Newspaper's 'Limerick crime scene' ad draws 20 complaints
OVER 20 complaints have been received by the Advertising Standards Authority about an advertising promotion by the 'Irish Examiner' to highlight an upcoming crime investigation.
Editor Tim Vaughan said he was standing over the campaign, and has declined to apologise for the anger caused in Limerick by the advert.
Mr Vaughan said readers would be "surprised" by the series, which could rebuke the stereotypes of certain cities, because crime levels in Limerick had declined in recent years.
He urged people to reserve judgment until publication next Thursday.
Over 20 written complaints were received by the authority within a 24-hour period this week, and further complaints were being compiled for review, said a spokesperson.
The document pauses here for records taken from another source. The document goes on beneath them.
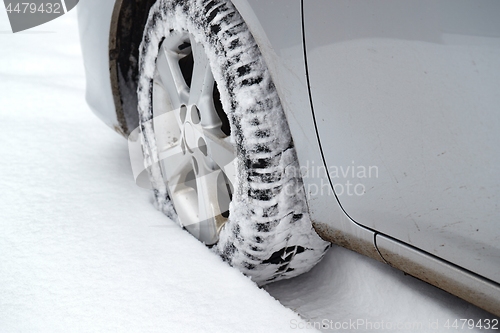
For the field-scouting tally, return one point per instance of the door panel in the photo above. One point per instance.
(407, 104)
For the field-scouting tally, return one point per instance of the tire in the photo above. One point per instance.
(268, 234)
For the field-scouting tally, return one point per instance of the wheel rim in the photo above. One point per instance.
(193, 139)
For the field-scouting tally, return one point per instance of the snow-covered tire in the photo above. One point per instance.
(268, 235)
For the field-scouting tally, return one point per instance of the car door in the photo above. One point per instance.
(407, 110)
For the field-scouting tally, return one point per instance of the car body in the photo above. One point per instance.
(395, 113)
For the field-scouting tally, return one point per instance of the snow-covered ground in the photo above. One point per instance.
(83, 250)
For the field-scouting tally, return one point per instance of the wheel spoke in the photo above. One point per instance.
(209, 207)
(175, 164)
(171, 77)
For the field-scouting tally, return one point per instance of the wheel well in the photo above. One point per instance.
(127, 26)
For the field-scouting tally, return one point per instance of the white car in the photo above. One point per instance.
(269, 129)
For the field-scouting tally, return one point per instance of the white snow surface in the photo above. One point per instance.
(82, 248)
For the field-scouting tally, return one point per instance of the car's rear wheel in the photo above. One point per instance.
(210, 114)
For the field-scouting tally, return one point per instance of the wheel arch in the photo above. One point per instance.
(127, 24)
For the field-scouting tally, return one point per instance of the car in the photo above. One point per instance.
(271, 129)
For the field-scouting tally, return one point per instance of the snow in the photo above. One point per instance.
(346, 287)
(82, 248)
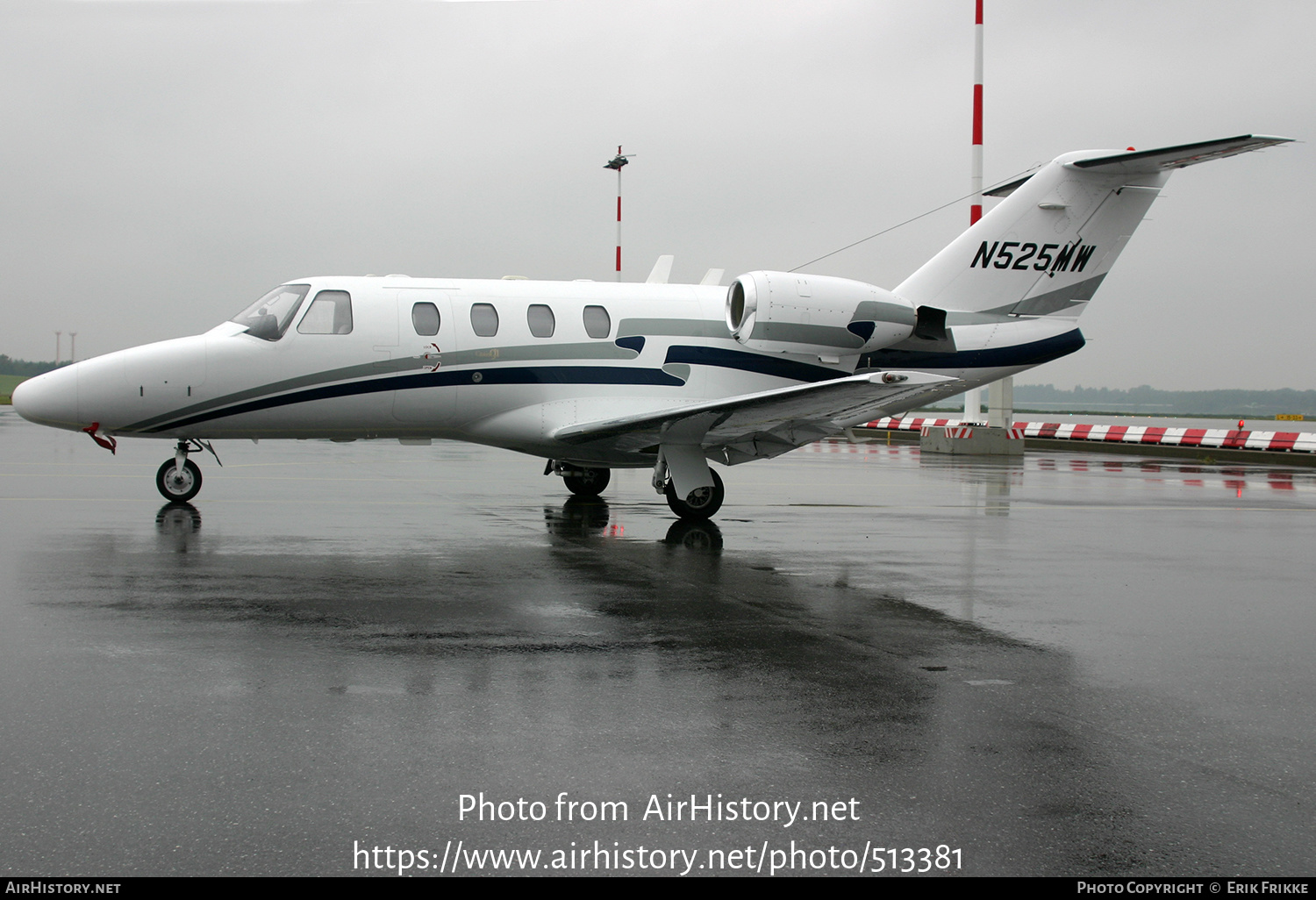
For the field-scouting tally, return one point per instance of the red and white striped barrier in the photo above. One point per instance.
(1184, 437)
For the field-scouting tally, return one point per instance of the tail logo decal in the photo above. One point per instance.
(1069, 258)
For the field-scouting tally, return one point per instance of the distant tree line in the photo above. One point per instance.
(25, 368)
(1148, 400)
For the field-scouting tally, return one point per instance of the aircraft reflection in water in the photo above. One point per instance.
(663, 376)
(591, 518)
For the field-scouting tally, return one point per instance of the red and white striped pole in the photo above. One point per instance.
(976, 211)
(619, 216)
(973, 396)
(618, 162)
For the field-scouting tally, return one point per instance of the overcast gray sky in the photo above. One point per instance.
(165, 163)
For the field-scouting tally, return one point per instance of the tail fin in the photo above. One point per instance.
(1045, 249)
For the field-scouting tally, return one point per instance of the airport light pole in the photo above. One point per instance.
(618, 162)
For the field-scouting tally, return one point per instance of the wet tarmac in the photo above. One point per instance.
(1061, 666)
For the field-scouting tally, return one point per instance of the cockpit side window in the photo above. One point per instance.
(268, 318)
(329, 313)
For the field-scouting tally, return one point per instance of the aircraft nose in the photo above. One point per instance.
(50, 399)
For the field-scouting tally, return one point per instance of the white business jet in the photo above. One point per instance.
(594, 376)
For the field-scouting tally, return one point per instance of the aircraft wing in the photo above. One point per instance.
(769, 423)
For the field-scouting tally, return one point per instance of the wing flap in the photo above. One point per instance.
(770, 423)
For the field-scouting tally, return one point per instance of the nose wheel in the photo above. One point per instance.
(178, 483)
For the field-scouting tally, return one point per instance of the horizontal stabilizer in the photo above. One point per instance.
(1178, 157)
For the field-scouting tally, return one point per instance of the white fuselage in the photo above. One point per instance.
(550, 355)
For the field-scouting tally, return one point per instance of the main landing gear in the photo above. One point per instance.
(700, 503)
(697, 503)
(179, 479)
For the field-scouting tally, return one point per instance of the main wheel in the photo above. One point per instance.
(702, 503)
(589, 482)
(178, 486)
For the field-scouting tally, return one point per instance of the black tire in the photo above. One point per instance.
(589, 482)
(178, 487)
(705, 500)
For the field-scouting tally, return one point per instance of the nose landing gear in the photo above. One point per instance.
(583, 482)
(179, 479)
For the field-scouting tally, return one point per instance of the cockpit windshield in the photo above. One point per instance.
(268, 318)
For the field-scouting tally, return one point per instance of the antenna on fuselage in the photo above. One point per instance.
(618, 162)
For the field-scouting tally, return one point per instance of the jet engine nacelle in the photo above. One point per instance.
(783, 312)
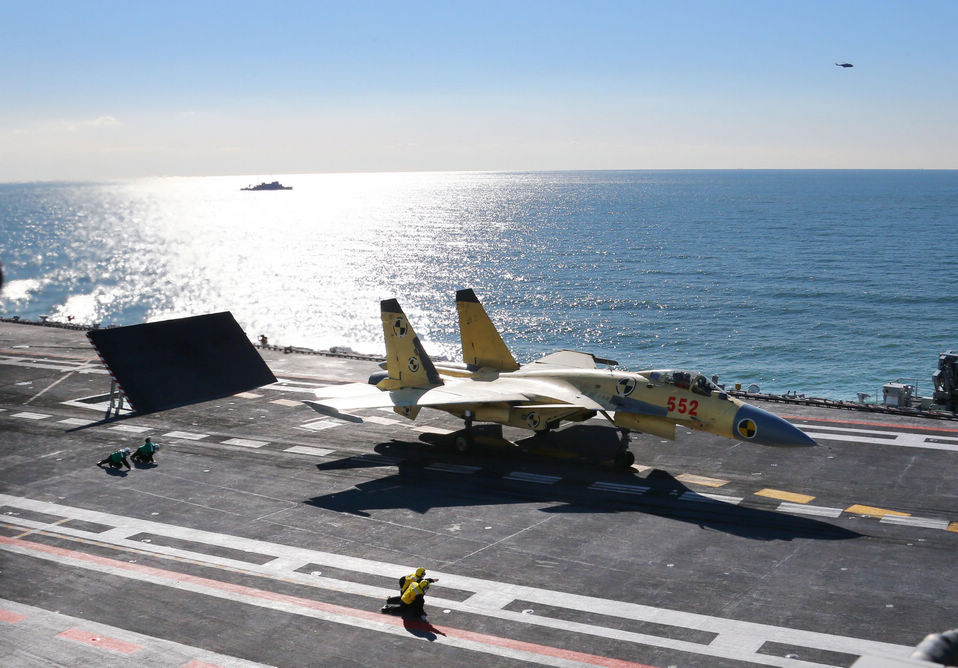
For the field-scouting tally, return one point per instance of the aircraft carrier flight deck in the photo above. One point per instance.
(270, 535)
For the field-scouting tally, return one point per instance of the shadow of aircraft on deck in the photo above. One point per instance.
(420, 484)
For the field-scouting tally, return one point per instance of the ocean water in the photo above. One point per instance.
(827, 283)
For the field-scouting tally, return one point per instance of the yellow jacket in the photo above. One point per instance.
(413, 591)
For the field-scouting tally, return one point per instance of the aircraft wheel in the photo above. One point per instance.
(624, 460)
(462, 443)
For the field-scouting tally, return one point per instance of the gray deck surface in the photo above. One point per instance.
(268, 534)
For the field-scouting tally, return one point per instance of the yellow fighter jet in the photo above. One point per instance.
(490, 386)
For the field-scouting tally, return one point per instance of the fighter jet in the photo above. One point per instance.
(565, 386)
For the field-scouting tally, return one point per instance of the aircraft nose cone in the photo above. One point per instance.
(758, 426)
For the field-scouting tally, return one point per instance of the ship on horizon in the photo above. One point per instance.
(275, 185)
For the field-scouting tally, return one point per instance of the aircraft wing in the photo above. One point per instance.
(338, 401)
(358, 396)
(567, 359)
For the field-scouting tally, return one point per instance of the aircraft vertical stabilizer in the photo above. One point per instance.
(482, 346)
(407, 363)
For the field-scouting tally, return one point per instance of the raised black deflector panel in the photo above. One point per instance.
(162, 365)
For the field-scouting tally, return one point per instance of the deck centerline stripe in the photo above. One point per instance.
(571, 601)
(806, 418)
(334, 612)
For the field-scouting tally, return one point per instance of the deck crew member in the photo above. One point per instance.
(116, 459)
(144, 453)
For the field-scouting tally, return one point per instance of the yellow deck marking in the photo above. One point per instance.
(701, 480)
(873, 512)
(784, 496)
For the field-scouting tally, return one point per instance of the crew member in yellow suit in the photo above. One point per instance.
(411, 602)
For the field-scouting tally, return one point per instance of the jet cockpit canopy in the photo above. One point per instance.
(686, 380)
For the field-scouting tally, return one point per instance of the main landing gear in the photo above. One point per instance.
(624, 458)
(464, 440)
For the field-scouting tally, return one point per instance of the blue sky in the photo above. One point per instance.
(95, 90)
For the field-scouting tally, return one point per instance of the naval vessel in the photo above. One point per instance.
(268, 535)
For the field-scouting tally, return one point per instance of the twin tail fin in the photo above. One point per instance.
(407, 364)
(482, 346)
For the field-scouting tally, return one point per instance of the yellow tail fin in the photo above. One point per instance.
(407, 363)
(482, 346)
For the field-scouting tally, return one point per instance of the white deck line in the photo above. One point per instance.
(626, 610)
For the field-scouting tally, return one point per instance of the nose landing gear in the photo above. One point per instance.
(623, 459)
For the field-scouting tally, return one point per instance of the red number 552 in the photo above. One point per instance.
(683, 406)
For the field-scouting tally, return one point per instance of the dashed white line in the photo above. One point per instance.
(924, 522)
(187, 435)
(319, 425)
(76, 422)
(702, 497)
(619, 487)
(537, 478)
(426, 429)
(453, 468)
(130, 428)
(306, 450)
(375, 419)
(901, 440)
(749, 635)
(31, 416)
(246, 443)
(803, 509)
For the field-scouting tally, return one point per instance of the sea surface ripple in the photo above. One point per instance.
(827, 283)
One Limerick billboard shows King John's Castle and the River Shannon, with crime scene tape plastered across the image, warning: "Do not enter." The question is then asked: "Just how safe is Limerick?"
Mr Vaughan said he would apologise for "any misunderstanding" regarding their intentions in promoting the crime supplement, but added: "I don't believe we have done anything wrong."
Letters of complaint were sent to the Cork-based newspaper this week by the Mayor of Limerick Gerry McLoughlin and the Limerick Communications Office, but neither have been published in the paper to date.
Mr McLoughlin said he believed the advertising campaign was "irresponsible".
Laura Ryan of the Limerick Communications Office said the advert was "offensive, ill-advised and in bad taste", especially at the start of the tourist season, which Mr Vaughan rebuked as a "red herring".